He surmised that what might seem undue risk at present could prove to be prescient if bitcoin continues its track record of eye-popping returns.
Not All Bitcoin Purchases Are the Same
However, even those bullish on bitcoin are careful to add that one should not necessarily be immediately bullish on any given company’s bitcoin purchase.
“I genuinely believe Elon Musk and Jack Dorsey are looking at bitcoin as a store of value, a hedge against inflation due to all the currency that’s been printed recently, and they understand the space well,” said Dan Ushman, CEO of market analysis provider Trendspider. “But I think it gets shady elsewhere, in companies like Phunware.”
Phunware (PHUN) - Get Phunware, Inc. Report, a Texas-based software company, became notable for its announcement on April 6 of an initial purchase of 25.8 bitcoin at an average price of $58,133 per bitcoin. The approximately $1.5 million purchase helped the stock spike over 30% when it was announced, but required the use of nearly half of the company’s cash holdings as of its March 31 10-K filing. The company also noted in the filing that it has a history of losses and expects to continue to incur losses in the future, making the purchase all the more dubious.
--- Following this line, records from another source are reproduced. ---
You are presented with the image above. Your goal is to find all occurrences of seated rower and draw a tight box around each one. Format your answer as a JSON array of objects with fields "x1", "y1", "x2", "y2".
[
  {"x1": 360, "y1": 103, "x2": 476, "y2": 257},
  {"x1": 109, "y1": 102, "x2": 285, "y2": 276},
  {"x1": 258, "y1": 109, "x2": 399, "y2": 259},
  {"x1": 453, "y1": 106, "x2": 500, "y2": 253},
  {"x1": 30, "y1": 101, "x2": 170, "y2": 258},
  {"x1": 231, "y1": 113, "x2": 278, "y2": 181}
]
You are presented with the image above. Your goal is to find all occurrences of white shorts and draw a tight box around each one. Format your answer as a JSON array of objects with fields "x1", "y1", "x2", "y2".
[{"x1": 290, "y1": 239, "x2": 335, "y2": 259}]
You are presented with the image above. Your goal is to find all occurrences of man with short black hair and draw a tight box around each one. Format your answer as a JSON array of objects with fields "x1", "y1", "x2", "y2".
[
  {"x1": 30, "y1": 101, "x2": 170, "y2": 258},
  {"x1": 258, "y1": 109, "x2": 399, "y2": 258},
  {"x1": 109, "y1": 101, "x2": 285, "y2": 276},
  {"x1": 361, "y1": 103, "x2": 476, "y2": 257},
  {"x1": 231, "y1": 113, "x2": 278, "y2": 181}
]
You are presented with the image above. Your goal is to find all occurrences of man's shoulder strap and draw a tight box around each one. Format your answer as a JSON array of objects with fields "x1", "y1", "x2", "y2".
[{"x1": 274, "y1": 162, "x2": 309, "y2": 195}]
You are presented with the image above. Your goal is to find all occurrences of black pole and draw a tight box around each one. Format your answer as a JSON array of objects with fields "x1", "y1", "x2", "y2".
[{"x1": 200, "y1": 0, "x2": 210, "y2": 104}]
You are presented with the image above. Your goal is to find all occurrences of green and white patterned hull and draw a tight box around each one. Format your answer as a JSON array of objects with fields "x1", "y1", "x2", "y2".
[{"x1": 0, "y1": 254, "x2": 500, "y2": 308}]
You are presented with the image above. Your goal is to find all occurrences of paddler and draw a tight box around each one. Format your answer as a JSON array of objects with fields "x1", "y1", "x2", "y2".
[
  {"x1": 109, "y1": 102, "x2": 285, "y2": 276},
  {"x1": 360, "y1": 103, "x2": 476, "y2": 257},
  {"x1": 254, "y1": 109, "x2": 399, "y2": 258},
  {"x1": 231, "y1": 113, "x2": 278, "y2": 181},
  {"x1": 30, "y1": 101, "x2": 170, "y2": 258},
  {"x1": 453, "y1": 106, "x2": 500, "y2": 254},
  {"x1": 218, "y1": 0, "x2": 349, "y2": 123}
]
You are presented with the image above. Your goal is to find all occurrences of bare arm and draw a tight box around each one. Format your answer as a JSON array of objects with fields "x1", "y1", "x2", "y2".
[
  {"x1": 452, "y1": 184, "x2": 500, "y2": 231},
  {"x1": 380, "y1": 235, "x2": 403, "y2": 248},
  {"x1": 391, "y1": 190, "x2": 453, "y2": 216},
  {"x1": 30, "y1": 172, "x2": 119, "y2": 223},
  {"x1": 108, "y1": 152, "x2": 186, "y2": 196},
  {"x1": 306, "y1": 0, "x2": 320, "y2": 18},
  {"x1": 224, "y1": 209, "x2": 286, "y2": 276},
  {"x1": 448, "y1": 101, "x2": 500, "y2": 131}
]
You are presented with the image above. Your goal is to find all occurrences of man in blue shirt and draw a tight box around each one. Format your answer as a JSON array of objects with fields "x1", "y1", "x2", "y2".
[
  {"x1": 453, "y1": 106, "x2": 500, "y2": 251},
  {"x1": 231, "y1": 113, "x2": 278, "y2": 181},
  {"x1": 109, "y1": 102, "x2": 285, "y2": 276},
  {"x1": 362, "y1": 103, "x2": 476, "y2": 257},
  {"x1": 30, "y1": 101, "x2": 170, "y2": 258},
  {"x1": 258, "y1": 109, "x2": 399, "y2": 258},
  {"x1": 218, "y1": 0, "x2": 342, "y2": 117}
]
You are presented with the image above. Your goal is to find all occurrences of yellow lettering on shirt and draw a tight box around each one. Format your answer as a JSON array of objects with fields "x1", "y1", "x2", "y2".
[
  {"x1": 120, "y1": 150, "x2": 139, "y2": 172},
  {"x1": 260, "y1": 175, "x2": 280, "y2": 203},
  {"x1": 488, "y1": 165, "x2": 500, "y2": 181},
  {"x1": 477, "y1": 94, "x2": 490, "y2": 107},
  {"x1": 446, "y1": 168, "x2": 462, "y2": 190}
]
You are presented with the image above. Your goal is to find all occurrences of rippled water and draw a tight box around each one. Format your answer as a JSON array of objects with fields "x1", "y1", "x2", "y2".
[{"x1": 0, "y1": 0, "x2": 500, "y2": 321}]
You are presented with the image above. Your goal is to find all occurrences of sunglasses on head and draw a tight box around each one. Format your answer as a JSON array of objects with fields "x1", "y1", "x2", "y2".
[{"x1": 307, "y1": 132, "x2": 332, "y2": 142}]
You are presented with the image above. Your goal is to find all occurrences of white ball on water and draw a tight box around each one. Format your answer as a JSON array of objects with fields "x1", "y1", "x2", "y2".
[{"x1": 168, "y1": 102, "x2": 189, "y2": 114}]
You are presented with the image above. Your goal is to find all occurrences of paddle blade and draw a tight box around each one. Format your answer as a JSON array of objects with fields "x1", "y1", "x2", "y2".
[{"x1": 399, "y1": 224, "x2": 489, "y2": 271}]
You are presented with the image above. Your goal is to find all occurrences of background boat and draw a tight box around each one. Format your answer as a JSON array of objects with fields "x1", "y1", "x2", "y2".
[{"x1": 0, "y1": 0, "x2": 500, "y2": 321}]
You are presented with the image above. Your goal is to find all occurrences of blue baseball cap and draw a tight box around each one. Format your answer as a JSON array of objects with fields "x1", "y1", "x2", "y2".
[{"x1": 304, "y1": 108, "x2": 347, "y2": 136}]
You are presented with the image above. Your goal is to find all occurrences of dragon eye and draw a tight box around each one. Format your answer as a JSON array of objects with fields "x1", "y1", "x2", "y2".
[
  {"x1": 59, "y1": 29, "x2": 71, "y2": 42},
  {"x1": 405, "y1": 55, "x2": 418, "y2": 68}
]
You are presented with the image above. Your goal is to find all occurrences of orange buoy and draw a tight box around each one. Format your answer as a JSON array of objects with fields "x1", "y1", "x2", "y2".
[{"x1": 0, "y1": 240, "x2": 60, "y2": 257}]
Ushman was quick to note the issue is not limited to just Phunware, but that that was merely a high-profile example. He likened the second strata of bitcoin-investing companies to 2017’s spate of companies chasing bitcoin and blockchain gains, most notably in Long Island Iced Tea renaming itself Long Blockchain Corp.
“When Elon Musk invests in crypto I think he looks at it as an investment and maybe even more so as insurance against inflation,” Ushman said. “When you see a small company with only a few million in revenue make an announcement about bitcoin that is unrelated to their business, that’s a red flag to me.”